When other parents sent their kids back to school, we kept ours virtual. When others went back to swim lessons, sports and after school activities, we kept ours out. When others got on planes to see grandma and grandpa or go on vacation, we stayed home.

I’m not judging anyone for their decisions, nor do I feel judged. One thing the pandemic has made abundantly clear is that we all have a different tolerance for risk and I respect that. But for our family, respect has made us circumspect.

Since last March, my wife and I have made our decisions based on the simple principle that we’re not OK with our sons and our family only being as safe as the least careful person or family in the building. So why is it different when that building is a bunk?

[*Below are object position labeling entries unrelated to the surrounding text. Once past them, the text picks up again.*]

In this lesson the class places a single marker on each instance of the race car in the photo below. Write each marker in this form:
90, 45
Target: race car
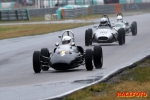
121, 24
104, 33
67, 56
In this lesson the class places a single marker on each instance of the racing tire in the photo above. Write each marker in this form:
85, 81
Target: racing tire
45, 52
98, 56
87, 38
120, 36
88, 59
90, 35
36, 62
134, 28
124, 38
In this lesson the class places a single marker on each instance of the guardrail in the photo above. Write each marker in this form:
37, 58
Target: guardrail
71, 13
8, 15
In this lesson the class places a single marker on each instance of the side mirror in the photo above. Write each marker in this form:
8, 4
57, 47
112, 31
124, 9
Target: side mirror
56, 44
73, 44
113, 24
94, 26
127, 23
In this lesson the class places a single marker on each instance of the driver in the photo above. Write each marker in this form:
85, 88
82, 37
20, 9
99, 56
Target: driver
119, 19
66, 40
104, 22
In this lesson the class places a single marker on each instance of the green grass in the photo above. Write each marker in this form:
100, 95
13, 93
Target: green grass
28, 30
131, 80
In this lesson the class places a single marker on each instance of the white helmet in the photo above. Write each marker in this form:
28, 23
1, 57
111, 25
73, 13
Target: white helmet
104, 22
66, 40
119, 18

I have no way of controlling or knowing the decisions of the other parents who sent their kids to our sons’ summer camp. I turn to my wife in the car and ask her to remind me why we just did this.

My wife is a nonprofit consultant who spends all day every day working with Jewish overnight camps, so she has a perspective that most parents sending their kids to camp don’t. She knows what’s been going on behind the scenes and every line of the reassuring emails we’ve been getting since spring, when camps started informing families they’d be open this summer but with a gaga pit-full of precautions and special procedures.

“Because everyone at camp over the age of 12 has to be vaccinated,” she begins patiently for the umpteenth time. “Because, except for bedtime and meals, they will be masked or outside nearly all day. Because camp will be a bubble with no one coming in or out all summer.”

I remind myself to come back to that bedtime/mealtime thing, but I have to agree with the rest. Nothing about this year’s drop-off was the same and that is emblematic of what the whole camp experience will be like for our kids and countless others.

We gave the boys rushed hugs and kisses and said goodbye — another mixed blessing, I suppose. This is not the first time we will have to let our little people go — or our fears and concerns go — on their way to becoming big people. And, God willing, it won’t be the last.

Avi Dresner is a Jewish camp dad, writer and executive producer of the forthcoming documentary, “The Rabbi & The Reverend.”